First, the OP was quite close to guessing the name of the function, since most of the documented GAP functions follow these naming conventions. Functions that return true or false usually have the name of the form IsSomething (even in the cases when AreSomething could make sense). So one could expect that GAP has something named like IsIsomorph....

Making such a guess, one could now use the help system to find all help entries starting with IsIsom. To do this, enter ?IsIsom in GAP (one could also try ??IsIsom to find all entries containing a substring IsIsom). This will produce a list of entries, and those which are relevant are

ANUPQ (not loaded): IsIsomorphicPGroup                                                

and

SONATA (not loaded): IsIsomorphicGroup                                                

(this also demonstrates a very useful feature of the help system - searching in the manuals of packages even when they are not loaded).
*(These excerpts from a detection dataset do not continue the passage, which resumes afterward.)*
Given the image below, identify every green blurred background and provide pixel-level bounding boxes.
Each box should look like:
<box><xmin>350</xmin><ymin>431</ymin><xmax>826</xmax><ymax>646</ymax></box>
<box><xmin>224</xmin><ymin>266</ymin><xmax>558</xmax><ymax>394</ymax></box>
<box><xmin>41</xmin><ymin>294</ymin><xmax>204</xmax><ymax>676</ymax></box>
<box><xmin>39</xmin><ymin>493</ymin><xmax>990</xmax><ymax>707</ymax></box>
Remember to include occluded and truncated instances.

Now in more details about the actual isomorphism check. If one would open the documentation of SONATA's IsIsomorphicGroup, that would lead to the GAP function IsomorphismGroups which constructs and returns the actual isomorphism, if it is possible, or returns fail if the groups are non-isomorphic (see here). For example:

gap> G:=DihedralGroup(8);
<pc group of size 8 with 3 generators>
gap> H:=Group( (1,5)(2,3)(4,8)(6,7), (1,2)(3,8)(4,6)(5,7) );
Group([ (1,5)(2,3)(4,8)(6,7), (1,2)(3,8)(4,6)(5,7) ])
gap> IsomorphismGroups(H,G);
[ (1,5)(2,3)(4,8)(6,7), (1,2)(3,8)(4,6)(5,7) ] -> [ f1*f3, f1*f2 ]
gap> T:=Group([ (1,7,4,3)(2,8,6,5), (1,4)(2,6)(3,7)(5,8) ]);
Group([ (1,7,4,3)(2,8,6,5), (1,4)(2,6)(3,7)(5,8) ])
gap> IsomorphismGroups(T,G);
fail

One could inspect the source code of this function entering

PageSource(IsomorphismGroups);

to see that before attempting to construct the isomorphism it does some checks of necessary conditions and will immediately return fail if e.g. the groups have different orders or different number of conjugacy classes. Also, for groups of the order that allows identification of the group in the GAP Small Groups Library (see IdGroup here) it checks that both groups have the same ID and returns fail if not.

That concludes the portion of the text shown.